Anche il settore in cui ciò avviene è importante. I call center sono
stati una delle poche “innovazioni” dell'imprenditoria italica. In
senso ironico, ovviamente. Sono nati da una necessità delle imprese più
grandi e delle amministrazioni pubbliche: recidere il rapporto con la clientela e gli utenti. Una pratica che smentisce ogni retorica aziendalista sulla customer care, altro tormentone pubblicitario sbattuto in faccia a ogni presentazione di mercato.
Per le grandi aziende il cliente va munto, non “curato”. E' un potenziale
rompiscatole che pretende di potersi lamentare e ottenere addirittura
“giustizia” se l'automobile appena comprata ha qualche problema, se
l'abbonamento non dà i servizi promessi, se il treno o l'aereo è in
ritardo, se viene in testa una domanda più o mano importante, se la
tariffa pretesa non è quella contrattata, se…

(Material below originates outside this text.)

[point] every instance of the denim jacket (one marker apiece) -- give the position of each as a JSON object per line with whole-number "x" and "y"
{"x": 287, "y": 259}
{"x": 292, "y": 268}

Dal lato del cliente-utente –
come sa ognuno di noi – in questo modo le aziende diventano di fatto
irraggiungibili, irresponsabili (puoi cambiare fornitore, certo,
ma il trattamento sarà lo stesso), separate definitivamente dalla
platea dei consumatori, inattaccabili dalle loro istanze (a meno di non
ricorrere a cause legali, costose e incerte).
È il capitalismo contemporaneo, sempre meno “territorializzato”. I call center, unicamente per via della lingua, andavano a fornire questo servizio minimo indispensabile – soprattutto sul versante outbound,
ovvero la tempesta di chiamate che ognuno di noi riceve per segnalare
offerte commerciali – di collegamento tra venditore e compratore.
Anche questo è un costo da tagliare, ridurre al minimo; un legame da tranciare. Paesi europei fuori dall'euro, come Albania
e Romania, sono per l'Italia una riserva simile – anche se ovviamente
minore – a quella rappresentata dall'India e da tutto l'ex Commonwealth
per la Gran Bretagna o gli Stati Uniti. Forza lavoro vocale a costo
bassissimo, che entra direttamente in competizione – stracciandola – con
quella autenticamente “nazionale”. Una delocalizzazione facile facile,
talmente diffusa da costringere il moribondo governo Renzi a inserire
nella legge di stabilità qualche norma di “sfavore” per i call center
che operano da paesi extra-Ue.
Ma un salario decente in un
paese arretrato è un concorrente terribile per un paese avanzato o
quasi. Quel che da una parte consente di vivere è al di sotto della
soglia della sopravvivenza da quest'altra parte. Finito il margine di
comprimibilità scatta il rifiuto.
Un rifiuto razionale, non disperato. Un rifiuto che mette al primo posto la dignità, la valorizzazione delle persone, non del capitale.
Da qui, non paradossalmente si riparte con il conflitto sociale vero e proprio. Quello in cui abbiamo da perdere solo le catene. Non si lavora per un salario che non consente di vivere; questo è qunto.
La possiamo dire anche con altre parole: schiavi mai!